K-Number: K233468 · 2023-11-14

ApplicantRiverpoint Medical
Decision Date2023-11-14
Product CodeMBI
Advisory CommitteeOR
DecisionSubstantially Equivalent

Device Summary

Iconix Anchor is a medical device manufactured by Riverpoint Medical. It received FDA 510(k) clearance on 2023-11-14 under approval number K233468. The device is classified under product code MBI. It was reviewed by the OR advisory panel. FDA Decision: Substantially Equivalent.

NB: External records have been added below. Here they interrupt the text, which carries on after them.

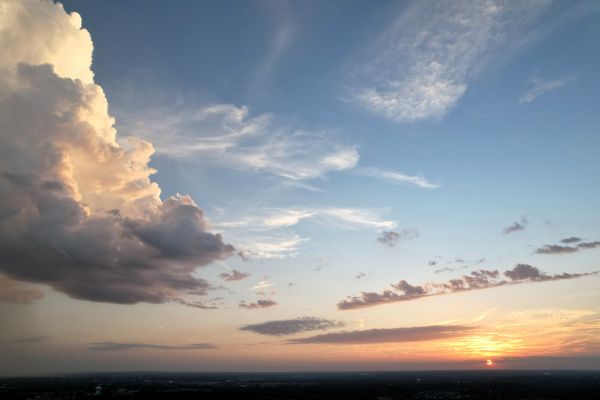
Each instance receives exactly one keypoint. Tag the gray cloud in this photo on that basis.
(234, 275)
(560, 249)
(292, 326)
(480, 279)
(116, 346)
(259, 304)
(393, 335)
(78, 208)
(392, 238)
(32, 339)
(15, 292)
(572, 239)
(516, 226)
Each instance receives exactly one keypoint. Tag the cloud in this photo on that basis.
(234, 275)
(78, 210)
(480, 279)
(572, 239)
(259, 304)
(228, 136)
(116, 346)
(392, 238)
(420, 65)
(397, 177)
(560, 249)
(291, 326)
(540, 87)
(15, 292)
(516, 226)
(266, 233)
(32, 339)
(392, 335)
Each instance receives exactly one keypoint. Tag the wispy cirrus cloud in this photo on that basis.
(540, 87)
(567, 249)
(292, 326)
(123, 346)
(476, 280)
(234, 275)
(260, 303)
(516, 226)
(397, 177)
(228, 136)
(389, 335)
(420, 65)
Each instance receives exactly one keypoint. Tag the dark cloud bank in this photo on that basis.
(481, 279)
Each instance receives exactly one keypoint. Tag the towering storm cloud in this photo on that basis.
(78, 210)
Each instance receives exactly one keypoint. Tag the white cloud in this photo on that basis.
(420, 65)
(226, 135)
(268, 233)
(397, 177)
(540, 87)
(78, 208)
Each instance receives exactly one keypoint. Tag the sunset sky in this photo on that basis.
(299, 185)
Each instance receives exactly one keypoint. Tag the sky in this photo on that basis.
(280, 185)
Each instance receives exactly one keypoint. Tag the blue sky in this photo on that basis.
(341, 147)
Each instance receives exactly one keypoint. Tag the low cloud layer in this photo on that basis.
(291, 326)
(78, 210)
(234, 275)
(117, 346)
(566, 249)
(260, 303)
(15, 292)
(393, 335)
(481, 279)
(392, 238)
(516, 226)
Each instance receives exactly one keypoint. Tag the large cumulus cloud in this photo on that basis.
(78, 210)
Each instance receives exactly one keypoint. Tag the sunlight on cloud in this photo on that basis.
(79, 210)
(226, 135)
(421, 63)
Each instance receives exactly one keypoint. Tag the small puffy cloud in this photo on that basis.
(78, 210)
(540, 87)
(562, 249)
(234, 275)
(390, 335)
(516, 226)
(292, 326)
(572, 239)
(480, 279)
(117, 346)
(392, 238)
(15, 292)
(260, 303)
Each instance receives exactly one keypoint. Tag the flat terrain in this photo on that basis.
(350, 385)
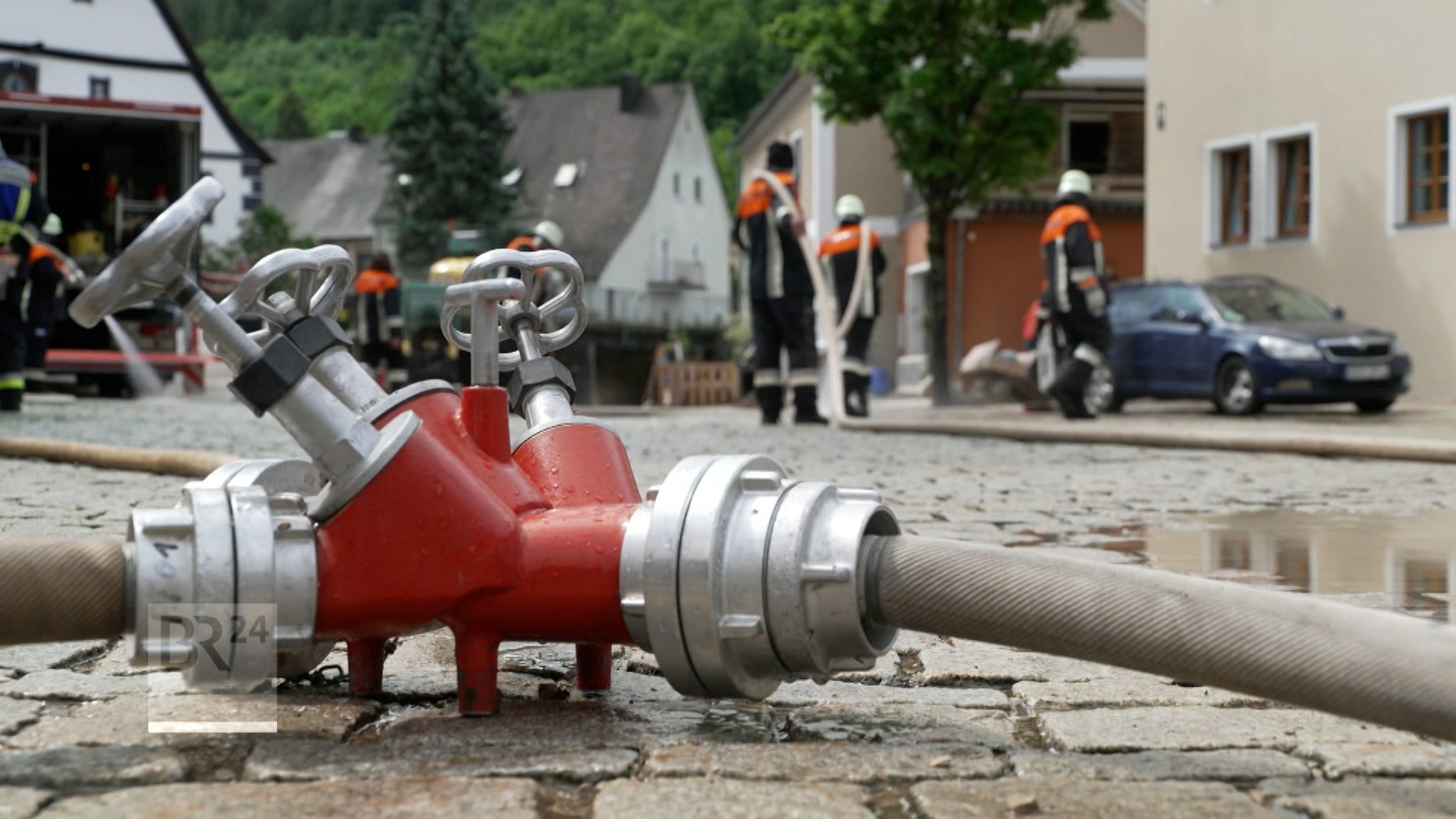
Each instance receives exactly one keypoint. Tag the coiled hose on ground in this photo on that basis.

Frequently Asked Questions

What is the Iconix Anchor?

Iconix Anchor is a medical device that received FDA 510(k) clearance on 2023-11-14. It is manufactured by Riverpoint Medical. The 510(k) number is K233468.

When was Iconix Anchor approved by the FDA?

Iconix Anchor received FDA 510(k) clearance on 2023-11-14, under approval number K233468.

What company makes Iconix Anchor?

Iconix Anchor is manufactured by Riverpoint Medical.

What is the FDA product code for Iconix Anchor?

The FDA product code for Iconix Anchor is MBI.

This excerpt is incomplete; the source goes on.